On October 27, 2004, Bill Venners met with Erich Gamma at the OOPSLA conference in Vancouver, Canada. In this interview, which is being published in multiple installments in Leading-Edge Java on Artima Developer, Gamma gives insights into software design and development. Unlike the other articles in this series, this interview installment is based on a phone interview that took place on June 16th, 2005, shortly before Eclipse version 3.1 was released.
Bill Venners: How long have you been involved with the Eclipse project, and what are the most significant lessons you feel you and the Eclipse team have learned about the development process through that experience?
Erich Gamma: I've been with Eclipse since the beginning. It is actually difficult to give a fixed starting date, because there were some projects that were naturally evolving into Eclipse. For example, I had already been working on the Visual Age Micro Edition integrated development environment. Some components started in this project and were continuously refined and became a part of Eclipse. It was also during this project that SWT was born. I guess it's been about six years.

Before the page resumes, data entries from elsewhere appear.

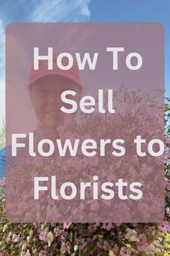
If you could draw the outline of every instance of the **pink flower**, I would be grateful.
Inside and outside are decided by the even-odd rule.
[[[102,229],[110,230],[112,228],[114,228],[113,223],[103,223]]]
[[[90,205],[91,210],[96,210],[99,208],[99,203],[95,201],[94,203],[91,203]]]
[[[115,245],[114,245],[114,247],[113,247],[113,252],[114,253],[115,253],[115,255],[117,255],[117,253],[118,253],[118,251],[119,251],[119,247],[118,247],[118,246],[117,246],[117,244],[115,244]]]
[[[148,249],[147,237],[145,234],[140,234],[138,236],[138,241],[136,241],[135,244],[137,249],[140,252],[146,252]]]
[[[3,186],[5,184],[5,177],[4,178],[2,178],[0,179],[0,186]]]
[[[38,253],[38,256],[45,256],[46,255],[46,251],[41,249],[39,253]]]
[[[107,251],[108,248],[109,248],[108,242],[104,240],[104,242],[103,242],[103,249],[104,249],[104,251]]]
[[[125,235],[126,239],[130,239],[130,237],[134,234],[135,236],[136,231],[134,229],[130,230]]]
[[[63,223],[63,229],[69,229],[69,226],[72,224],[72,222],[64,222]]]
[[[130,249],[128,249],[128,248],[126,248],[125,247],[122,247],[120,249],[120,255],[121,256],[130,256],[131,255],[131,251],[130,251]]]
[[[170,229],[170,226],[169,225],[168,221],[164,221],[158,225],[158,229],[160,231],[166,233]]]
[[[170,137],[166,137],[166,143],[168,145],[169,147],[170,147]]]
[[[44,242],[48,242],[48,236],[47,234],[45,234],[44,231],[42,231],[40,234],[39,234],[39,239],[41,241],[44,241]]]
[[[24,256],[31,256],[31,255],[30,255],[30,249],[27,249],[27,252],[26,252],[26,254],[24,255]]]
[[[18,242],[18,240],[19,239],[20,235],[15,235],[15,237],[12,239],[12,241],[14,242],[14,243],[17,243]]]

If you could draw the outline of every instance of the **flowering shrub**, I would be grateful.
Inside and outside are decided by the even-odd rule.
[[[166,235],[170,231],[169,101],[165,105],[166,200],[162,223],[10,223],[5,218],[5,191],[1,189],[1,255],[164,256],[168,251]],[[4,179],[1,180],[1,184],[4,182]]]

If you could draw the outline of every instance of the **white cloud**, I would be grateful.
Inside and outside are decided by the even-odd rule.
[[[0,129],[5,117],[5,33],[0,20]]]
[[[33,22],[87,21],[91,0],[41,0],[29,17]],[[37,1],[36,1],[36,4]]]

When the Eclipse project began, OTI had a culture that focused on shipping on time which has always put people in the center of the development process. Since then I've been amongst others working with John Wiegand tweaking the way we develop. During the past six years we have continually adapted. We tried out things. The things that didn't work we stopped doing and things that worked we kept on doing. And, our teams made it all work.

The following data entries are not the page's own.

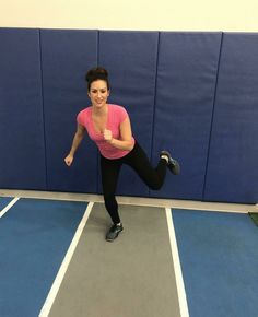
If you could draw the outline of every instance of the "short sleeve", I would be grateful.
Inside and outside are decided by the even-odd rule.
[[[119,107],[119,118],[120,122],[125,121],[125,119],[128,117],[128,113],[124,107]]]

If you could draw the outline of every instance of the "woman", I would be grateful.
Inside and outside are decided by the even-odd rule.
[[[175,175],[179,174],[180,167],[167,151],[160,153],[156,168],[151,166],[146,154],[132,137],[130,118],[126,109],[118,105],[107,104],[110,94],[107,70],[99,67],[91,69],[86,73],[85,80],[92,105],[80,111],[77,117],[78,129],[64,162],[68,166],[72,164],[74,153],[87,132],[101,152],[104,201],[114,223],[106,234],[106,240],[113,242],[124,230],[115,197],[121,165],[131,166],[140,178],[154,190],[162,187],[166,167]]]

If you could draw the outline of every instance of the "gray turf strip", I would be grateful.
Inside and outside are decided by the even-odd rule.
[[[119,208],[125,231],[108,243],[94,204],[50,317],[179,317],[165,209]]]

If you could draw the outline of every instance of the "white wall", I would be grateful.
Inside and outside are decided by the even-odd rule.
[[[0,26],[258,32],[257,0],[0,0]]]

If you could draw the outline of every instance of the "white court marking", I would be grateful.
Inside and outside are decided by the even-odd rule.
[[[82,220],[81,220],[81,222],[80,222],[80,224],[79,224],[79,226],[77,228],[77,232],[75,232],[75,234],[73,236],[73,239],[72,239],[72,242],[70,244],[70,247],[69,247],[69,249],[68,249],[68,251],[66,254],[66,257],[64,257],[64,259],[63,259],[63,261],[61,263],[61,267],[60,267],[60,269],[59,269],[59,271],[57,273],[57,277],[56,277],[56,279],[55,279],[54,283],[52,283],[52,286],[51,286],[51,289],[50,289],[50,291],[49,291],[49,293],[47,295],[47,298],[45,301],[45,304],[42,307],[42,310],[40,310],[38,317],[47,317],[49,312],[50,312],[50,309],[51,309],[51,306],[52,306],[54,301],[55,301],[55,298],[56,298],[56,296],[58,294],[58,291],[60,289],[61,282],[63,280],[63,277],[64,277],[64,274],[67,272],[68,266],[69,266],[69,263],[70,263],[70,261],[72,259],[73,253],[74,253],[74,250],[77,248],[77,245],[79,243],[79,239],[81,237],[83,228],[84,228],[84,226],[85,226],[85,224],[87,222],[87,219],[90,216],[90,213],[92,211],[93,204],[94,204],[94,202],[89,202],[89,204],[87,204],[87,208],[86,208],[86,210],[84,212],[84,215],[83,215],[83,218],[82,218]]]
[[[13,198],[13,200],[11,202],[9,202],[9,204],[5,208],[3,208],[3,210],[0,212],[0,218],[2,218],[4,215],[4,213],[7,213],[9,211],[9,209],[11,209],[14,203],[16,203],[16,201],[19,199],[20,199],[20,197]]]
[[[172,218],[172,211],[169,208],[166,208],[166,219],[167,219],[168,234],[169,234],[169,240],[171,240],[172,258],[173,258],[174,270],[175,270],[175,275],[176,275],[176,286],[177,286],[177,293],[178,293],[180,316],[189,317],[189,310],[188,310],[187,298],[186,298],[186,290],[185,290],[183,274],[181,274],[180,259],[179,259],[178,248],[177,248],[177,243],[176,243],[175,227],[174,227],[174,222]]]

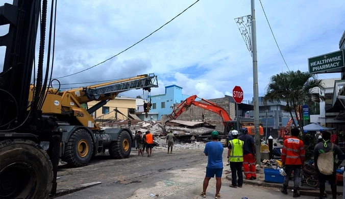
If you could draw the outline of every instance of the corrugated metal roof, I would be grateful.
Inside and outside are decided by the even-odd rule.
[[[137,115],[136,115],[136,114],[131,114],[131,113],[130,113],[129,115],[130,115],[130,116],[131,117],[132,117],[133,119],[137,119],[137,120],[141,120],[140,118],[139,118],[139,117],[138,117],[138,116],[137,116]]]
[[[204,121],[182,121],[182,120],[176,120],[176,119],[169,120],[169,121],[171,122],[180,123],[180,124],[183,125],[189,126],[190,127],[194,127],[194,126],[195,126],[196,125],[200,125],[200,124],[202,124],[202,123],[207,123],[209,125],[212,125],[209,124],[207,122],[205,122]]]

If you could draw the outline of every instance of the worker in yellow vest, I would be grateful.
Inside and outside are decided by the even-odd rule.
[[[228,162],[230,163],[231,169],[232,183],[229,185],[231,187],[242,187],[243,185],[243,173],[242,166],[243,165],[243,145],[244,142],[238,139],[238,131],[231,131],[232,140],[230,140],[228,148]],[[236,173],[237,176],[236,176]],[[237,177],[238,179],[237,179]]]

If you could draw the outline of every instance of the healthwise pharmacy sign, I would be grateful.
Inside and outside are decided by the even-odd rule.
[[[325,72],[326,71],[343,67],[345,66],[344,51],[341,50],[309,58],[308,64],[310,73]],[[330,71],[330,72],[332,72]]]

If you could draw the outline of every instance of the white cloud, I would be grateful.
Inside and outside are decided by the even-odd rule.
[[[58,1],[53,77],[77,72],[111,57],[194,2]],[[306,71],[308,57],[338,49],[345,25],[345,2],[262,2],[290,69]],[[262,94],[269,77],[287,68],[259,2],[256,7],[259,87]],[[175,84],[183,87],[184,94],[211,98],[231,95],[238,85],[242,88],[245,100],[251,100],[252,57],[234,20],[250,13],[249,1],[200,1],[116,58],[60,80],[64,84],[86,82],[154,72],[159,88],[153,89],[152,94],[164,93],[165,86]],[[142,93],[132,90],[122,94],[135,96]]]

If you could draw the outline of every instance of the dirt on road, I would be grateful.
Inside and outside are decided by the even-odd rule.
[[[224,170],[230,170],[224,149]],[[199,198],[206,172],[207,157],[202,149],[175,150],[167,154],[165,150],[153,151],[152,157],[137,157],[133,150],[130,158],[113,160],[109,156],[96,156],[87,166],[64,168],[58,176],[58,188],[63,189],[100,181],[95,187],[58,197],[74,198]],[[265,189],[245,185],[232,189],[223,172],[222,198],[291,198],[282,195],[276,189]],[[214,198],[215,180],[210,181],[207,198]],[[152,197],[151,194],[155,195]],[[156,196],[156,195],[158,196]],[[310,197],[301,197],[301,198]]]

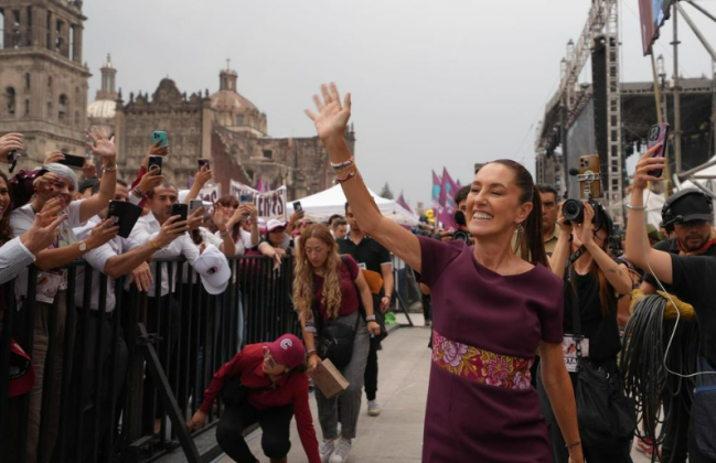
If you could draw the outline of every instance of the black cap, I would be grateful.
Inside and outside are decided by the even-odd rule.
[[[662,218],[664,222],[673,220],[676,224],[691,220],[713,222],[712,200],[698,190],[682,190],[664,204]]]

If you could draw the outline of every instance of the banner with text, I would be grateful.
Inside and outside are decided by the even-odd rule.
[[[258,216],[265,219],[276,218],[278,220],[286,220],[286,186],[270,192],[259,192],[243,183],[231,181],[229,194],[242,198],[242,196],[250,196]]]

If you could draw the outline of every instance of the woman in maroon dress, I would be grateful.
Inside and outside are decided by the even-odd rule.
[[[341,105],[334,84],[321,90],[322,98],[313,98],[319,114],[307,114],[361,229],[420,272],[431,290],[435,335],[423,461],[551,462],[547,428],[530,385],[538,348],[570,461],[583,462],[562,358],[563,282],[547,267],[532,175],[510,160],[479,171],[467,203],[477,246],[417,237],[381,215],[357,173],[344,139],[350,95]],[[510,246],[515,230],[521,257]]]

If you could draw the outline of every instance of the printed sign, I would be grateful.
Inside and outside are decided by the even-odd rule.
[[[286,186],[278,190],[260,193],[257,190],[246,186],[243,183],[231,181],[232,195],[241,198],[243,195],[250,195],[254,200],[254,205],[258,212],[258,216],[267,220],[276,218],[278,220],[286,220]]]
[[[579,349],[579,356],[577,356]],[[577,372],[577,359],[579,357],[589,357],[589,340],[575,338],[568,334],[562,341],[562,352],[565,358],[565,366],[567,372]]]

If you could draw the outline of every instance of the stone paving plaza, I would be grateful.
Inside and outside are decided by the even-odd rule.
[[[423,324],[421,316],[416,314],[410,316],[416,324]],[[400,321],[399,316],[398,321]],[[383,343],[384,348],[378,354],[378,402],[383,412],[376,418],[368,417],[367,403],[363,396],[363,412],[359,419],[357,438],[353,441],[349,462],[417,463],[420,461],[423,421],[430,370],[430,351],[427,348],[430,330],[427,327],[404,327],[392,332]],[[321,439],[316,399],[311,397],[310,401],[316,431]],[[296,421],[291,427],[291,451],[288,461],[306,463],[308,460],[296,432]],[[269,460],[260,450],[260,430],[250,434],[248,440],[252,451],[259,461],[268,463]],[[632,454],[634,463],[650,461],[635,451]],[[224,457],[220,461],[231,463],[233,460]]]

One thing we learned was the importance of teasing out continuous deliverables. Initially we didn't have that. As a consequence we had stressful finish sprints towards the end of a release cycle. Now we have short delivery intervals. Every six weeks is a milestone. This is something we evolved to, and now we are moving to a model of always striving to be ready to ship—we always want to be in beta.

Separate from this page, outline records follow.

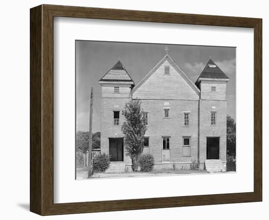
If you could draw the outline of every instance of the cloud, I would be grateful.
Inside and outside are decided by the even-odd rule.
[[[235,59],[224,61],[218,61],[216,64],[227,75],[235,74]]]
[[[215,62],[217,65],[227,75],[235,74],[235,59]],[[184,65],[186,73],[193,80],[196,81],[204,68],[206,64],[203,63],[186,63]]]
[[[190,71],[190,73],[199,75],[201,73],[205,66],[205,64],[202,62],[195,63],[192,65],[189,63],[186,63],[184,65],[184,67],[185,69]]]

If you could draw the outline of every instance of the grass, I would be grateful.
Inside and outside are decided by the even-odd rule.
[[[153,176],[175,176],[187,174],[205,174],[207,172],[204,170],[180,170],[179,169],[154,170],[150,172],[124,172],[120,173],[94,173],[91,177],[92,178],[121,178],[128,177],[143,177]],[[88,168],[85,167],[82,169],[77,169],[77,179],[87,178]]]

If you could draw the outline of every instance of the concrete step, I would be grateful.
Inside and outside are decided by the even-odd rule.
[[[221,160],[205,160],[204,165],[206,171],[209,173],[225,172],[226,170]]]
[[[106,173],[123,173],[125,170],[125,163],[111,162],[109,168]]]

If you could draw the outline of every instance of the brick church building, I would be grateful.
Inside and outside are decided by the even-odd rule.
[[[195,83],[168,54],[136,85],[119,61],[102,78],[101,151],[112,164],[131,170],[126,155],[121,111],[130,99],[141,102],[147,130],[144,153],[155,168],[189,169],[195,160],[226,165],[226,84],[228,77],[210,59]],[[175,165],[174,165],[175,166]]]

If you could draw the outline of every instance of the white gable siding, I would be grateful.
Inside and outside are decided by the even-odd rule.
[[[164,66],[170,66],[170,74],[164,74]],[[193,88],[167,60],[134,92],[134,98],[198,100]]]
[[[201,99],[214,100],[226,100],[226,81],[202,80],[201,83]],[[216,91],[211,91],[211,87],[216,87]]]
[[[119,87],[119,93],[114,92],[114,87]],[[106,84],[102,87],[102,97],[129,98],[130,93],[130,85]]]

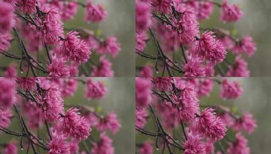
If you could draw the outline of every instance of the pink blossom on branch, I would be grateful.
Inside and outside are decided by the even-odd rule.
[[[114,148],[112,146],[112,139],[105,133],[102,133],[100,135],[100,140],[98,143],[93,144],[93,147],[91,150],[92,153],[113,154]]]
[[[243,17],[243,13],[236,5],[229,5],[224,0],[221,9],[221,20],[224,22],[236,22]]]
[[[88,137],[91,129],[85,118],[79,115],[78,110],[75,108],[69,109],[62,120],[61,127],[64,134],[81,140]]]
[[[88,0],[85,9],[85,20],[92,22],[101,22],[108,15],[101,5],[94,5],[92,0]]]
[[[67,33],[65,40],[60,43],[63,56],[80,64],[89,60],[91,52],[87,43],[79,37],[78,32],[71,31]]]
[[[16,85],[14,80],[0,78],[0,108],[9,108],[15,103]]]
[[[12,4],[0,1],[0,33],[8,32],[14,26],[14,12]]]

Since we are open source, we also learned the importance of the feedback loop with the community. It is vital to interact with the community and to be transparent so the community can participate. We have achieved a good transparency level, but we are still continuously striving to improve and involve the community even more. It's obvious, isn't it, that you get a better end result with more community involvement?
Bill Venners: It seems like there's a culture of shipping that you value.
Erich Gamma: That's right. In software, having cool ideas is nice, but shipping them is what counts. For us it only counts if you have shipped the thing. That's really the mindset we have. And given that you focus on shipping, we never want to be in a mode of always being two years away from shipping. You need to have a short-term deliverable. You also plan, decide and act with this mindset. You are very risk- aware— you know what you can do so you can still ship on time with quality.